Danielle was wary of methadone, having heard treatment medications were just substitute addictions. It's a common, and damaging, misconception. People who take methadone or buprenorphine are told by peers, counselors, and some doctors that they're still hooked, or not "really recovered."
But addiction, by definition, is compulsive drug use despite negative consequences. Taking a daily medication to improve your health doesn't meet this definition. "Maintenance therapy brings a person who is addicted to opioids back to equilibrium the same way that insulin restores normal blood sugar levels for someone with diabetes," says Wakeman. With it, patients are able to go to work, build a family, and socialize. It's safe, even recommended, for pregnant women since quitting opioids during pregnancy can kill the fetus.

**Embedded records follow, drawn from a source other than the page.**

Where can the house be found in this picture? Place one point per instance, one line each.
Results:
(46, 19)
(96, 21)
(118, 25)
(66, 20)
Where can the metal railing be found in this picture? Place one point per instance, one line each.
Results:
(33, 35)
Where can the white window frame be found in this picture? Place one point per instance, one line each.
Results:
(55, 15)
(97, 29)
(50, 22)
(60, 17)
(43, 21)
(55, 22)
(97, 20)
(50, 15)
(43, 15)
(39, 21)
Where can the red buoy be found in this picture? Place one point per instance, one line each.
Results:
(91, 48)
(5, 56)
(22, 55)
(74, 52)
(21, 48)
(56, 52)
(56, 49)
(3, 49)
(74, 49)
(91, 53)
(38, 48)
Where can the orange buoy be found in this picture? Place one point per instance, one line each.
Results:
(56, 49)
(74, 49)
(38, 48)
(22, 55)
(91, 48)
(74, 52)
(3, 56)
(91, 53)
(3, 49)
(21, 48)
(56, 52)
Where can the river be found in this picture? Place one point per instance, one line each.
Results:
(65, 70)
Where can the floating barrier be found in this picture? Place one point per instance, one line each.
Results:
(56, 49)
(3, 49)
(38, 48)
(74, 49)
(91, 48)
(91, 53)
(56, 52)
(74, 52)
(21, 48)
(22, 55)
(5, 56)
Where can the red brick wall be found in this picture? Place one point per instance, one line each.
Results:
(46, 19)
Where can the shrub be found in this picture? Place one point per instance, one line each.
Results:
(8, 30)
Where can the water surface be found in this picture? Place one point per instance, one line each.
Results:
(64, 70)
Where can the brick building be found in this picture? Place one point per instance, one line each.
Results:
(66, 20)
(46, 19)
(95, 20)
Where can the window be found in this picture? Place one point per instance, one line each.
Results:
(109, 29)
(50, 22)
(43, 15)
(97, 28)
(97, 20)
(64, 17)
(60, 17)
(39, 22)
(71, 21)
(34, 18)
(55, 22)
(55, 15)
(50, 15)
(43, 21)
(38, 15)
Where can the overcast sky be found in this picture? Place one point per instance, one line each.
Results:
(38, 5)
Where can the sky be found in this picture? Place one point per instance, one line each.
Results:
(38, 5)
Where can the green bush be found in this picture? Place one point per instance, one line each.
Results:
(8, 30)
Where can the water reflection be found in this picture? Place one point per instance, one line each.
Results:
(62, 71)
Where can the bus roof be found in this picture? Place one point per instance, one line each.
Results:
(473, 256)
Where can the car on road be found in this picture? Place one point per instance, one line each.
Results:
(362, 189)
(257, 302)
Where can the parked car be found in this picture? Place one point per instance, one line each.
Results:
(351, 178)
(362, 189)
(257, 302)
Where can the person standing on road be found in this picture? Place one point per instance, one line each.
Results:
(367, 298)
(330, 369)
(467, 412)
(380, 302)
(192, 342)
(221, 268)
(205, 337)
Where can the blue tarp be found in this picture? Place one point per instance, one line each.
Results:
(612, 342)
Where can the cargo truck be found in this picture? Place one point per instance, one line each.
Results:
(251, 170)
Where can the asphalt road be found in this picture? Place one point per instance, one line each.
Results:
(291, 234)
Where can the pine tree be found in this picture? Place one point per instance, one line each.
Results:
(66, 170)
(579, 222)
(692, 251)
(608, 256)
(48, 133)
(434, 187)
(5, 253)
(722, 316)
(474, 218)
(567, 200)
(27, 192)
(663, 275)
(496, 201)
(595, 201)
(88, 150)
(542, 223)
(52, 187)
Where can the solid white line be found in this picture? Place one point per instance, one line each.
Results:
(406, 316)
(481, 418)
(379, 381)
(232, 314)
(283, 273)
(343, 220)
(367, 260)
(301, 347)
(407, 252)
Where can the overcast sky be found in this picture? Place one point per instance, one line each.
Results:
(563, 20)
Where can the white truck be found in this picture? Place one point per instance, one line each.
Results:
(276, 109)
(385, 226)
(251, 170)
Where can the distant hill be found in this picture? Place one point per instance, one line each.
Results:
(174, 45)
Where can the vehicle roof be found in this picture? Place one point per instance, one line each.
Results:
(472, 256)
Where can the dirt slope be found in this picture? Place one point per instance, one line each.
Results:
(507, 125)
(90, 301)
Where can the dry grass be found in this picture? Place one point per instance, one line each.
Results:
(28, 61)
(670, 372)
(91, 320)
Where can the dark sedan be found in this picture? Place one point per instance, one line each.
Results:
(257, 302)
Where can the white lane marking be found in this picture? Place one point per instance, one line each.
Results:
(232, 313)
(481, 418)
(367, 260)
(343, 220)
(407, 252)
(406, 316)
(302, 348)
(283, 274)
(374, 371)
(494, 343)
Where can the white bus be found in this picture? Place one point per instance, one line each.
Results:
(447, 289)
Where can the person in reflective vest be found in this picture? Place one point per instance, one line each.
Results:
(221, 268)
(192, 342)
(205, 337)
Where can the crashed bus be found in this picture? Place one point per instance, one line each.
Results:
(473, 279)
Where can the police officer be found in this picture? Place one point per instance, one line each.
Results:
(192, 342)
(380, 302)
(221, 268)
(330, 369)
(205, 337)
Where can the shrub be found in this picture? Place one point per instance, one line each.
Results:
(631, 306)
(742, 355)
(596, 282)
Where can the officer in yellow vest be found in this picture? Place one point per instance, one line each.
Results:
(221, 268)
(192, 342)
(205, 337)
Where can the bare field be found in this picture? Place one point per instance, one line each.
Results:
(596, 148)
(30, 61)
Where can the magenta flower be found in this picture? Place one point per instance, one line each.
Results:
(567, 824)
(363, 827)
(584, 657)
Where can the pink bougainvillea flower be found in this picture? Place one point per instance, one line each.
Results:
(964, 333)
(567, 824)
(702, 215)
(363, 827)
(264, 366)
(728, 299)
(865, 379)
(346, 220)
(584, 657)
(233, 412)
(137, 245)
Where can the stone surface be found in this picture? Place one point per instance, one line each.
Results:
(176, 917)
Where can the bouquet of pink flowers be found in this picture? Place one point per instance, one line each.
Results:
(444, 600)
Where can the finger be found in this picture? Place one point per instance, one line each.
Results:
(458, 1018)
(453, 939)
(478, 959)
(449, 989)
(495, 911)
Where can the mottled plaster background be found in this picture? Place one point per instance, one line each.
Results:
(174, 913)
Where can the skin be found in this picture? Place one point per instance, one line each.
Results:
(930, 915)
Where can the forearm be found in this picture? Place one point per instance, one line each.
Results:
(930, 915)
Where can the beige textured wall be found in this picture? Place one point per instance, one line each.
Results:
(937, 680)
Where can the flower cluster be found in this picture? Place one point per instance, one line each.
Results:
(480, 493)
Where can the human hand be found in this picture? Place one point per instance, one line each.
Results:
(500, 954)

Still, that widespread stigma has kept MAT as a "last stop" treatment, despite four decades of conclusive evidence backing its use. Research shows the approach reduces relapse and cuts the death rate by 50 percent compared with those who attend abstinence-only rehab; other findings show up to 90 percent of people on methadone maintenance are successful at beating their opioid addiction. Danielle is one of them. Every day, she goes to a clinic to get an individually tailored dose of methadone (buprenorphine, because it was introduced under less restrictive federal regulations, can be taken at home). After almost a year, she tried coming off the meds due to the side effects (constipation and drowsiness, the two most common) and lingering stigma, but her cravings quickly returned. She realized avoiding relapse was much more important than some vague idea that medication is "bad." With two years of recovery behind her, she says, "I'll be on methadone as long as I feel like it is helping."
How long should that be? Doctors don't know. Some patients can taper off after a few months, others may need to take the meds for years, even the rest of their life, says Wakeman, though what is clear is that many people will relapse if they stop MAT after six months or less. And like insulin for someone with diabetes, MAT works best when combined with lifestyle changes, which is why patients are often urged to combine the meds with cognitive behavioral therapy, where they learn to identify and change self-defeating thoughts ("I'll never beat this") and behaviors (e.g., hanging out with friends who are still misusing opioids) that often drive addiction.
In an ideal world, MAT would be an option for everyone with an opioid-abuse problem, and experts are trying to dispel stigma so the treatment can become more accessible—something that U.S. surgeon general Vivek Murthy backed late last year in a landmark report on drug addiction.
Until then, mounting evidence suggests another drug could also help end the opioid epidemic: pot. Cindi, a 45-year-old native of Orange County, California, has been to 12-step rehab four times to treat her painkiller addiction (it started with a script written for a severe sore throat). But she ultimately recovered in a much less conventional way, by replacing opioids with medical marijuana. Although addiction experts stress more research is needed, several studies link medical marijuana availability to lower risk for opioid use, addiction, and overdose deaths. One California rehab now uses medical marijuana for opioid addiction treatment.
Ultimately, most successful recoveries, like my own—I recovered despite going to 12-step rehab, not because of it—involve finding new passions in work, relationships, hobbies, spirituality, or all of the above. Because as surgeon general Murthy wrote in his report, "We must help everyone see that addiction is not a character flaw—it is a chronic illness that we must approach with the same skill and compassion with which we approach heart disease, diabetes, and cancer." To overcome opioid addiction, women need a life we can embrace. And a treatment system that doesn't ignore the evidence.